Sobre buñuelos, pingüinos y parabrisas
A Rebeca, verdadera protagonista de esta crónica.
¡Vamos! No tienen que decirlo públicamente, pero ¡acéptenlo! Y acepten que se la pasaron bien. Es cierto, es sofocante, incómodo y riesgoso pero muy sexy. ¿Cuántos primeros besos, primeros roces, no ocurrieron al abrigo de un coche? Y eso que no vivimos en la época de los autocinemas. Alguna vez escuché a alguien decir, “¡si los coches hablaran, qué cosas no dirían!”Antes que los hoteles de paso, estuvieron los coches.

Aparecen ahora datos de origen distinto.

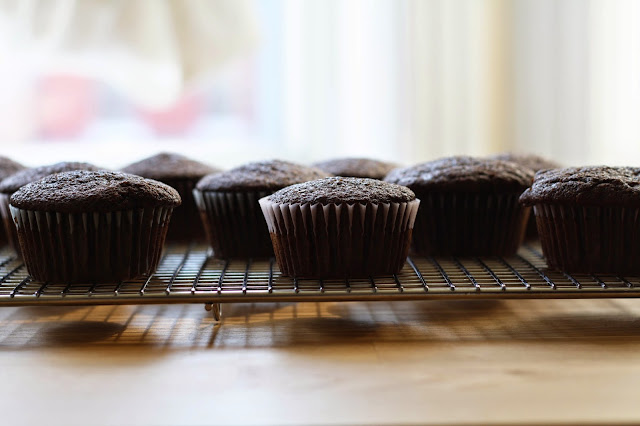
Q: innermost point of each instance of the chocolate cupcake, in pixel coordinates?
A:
(469, 205)
(7, 168)
(182, 174)
(588, 218)
(535, 163)
(14, 182)
(341, 227)
(228, 203)
(92, 227)
(356, 167)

Y no me refiero a su orden en la historia de la humanidad, en cuyo caso estoy prácticamente convencida que es exactamente al revés, hablo de ciertos menesteres y descubrimientos amatorios de la juventud temprana. ¿Quién no besó, fajó o hizo cosas peores (o mejores, según sea el caso) en un coche?
Piensen en su primer coche. A lo mejor no era exclusivamente suyo, quizá lo compartían con sus hermanos o era más bien un préstamo esporádico de mamá. Eso no tiene importancia, en todo caso era como un amigo, un wingman. ¿Cuántas andanzas y correrías no tuvieron un coche por cómplice? ¿De cuantos secretos no fue confidente? ¿De cuántos llantos callados con la lluvia golpeteando en el parabrisas no fue testigo?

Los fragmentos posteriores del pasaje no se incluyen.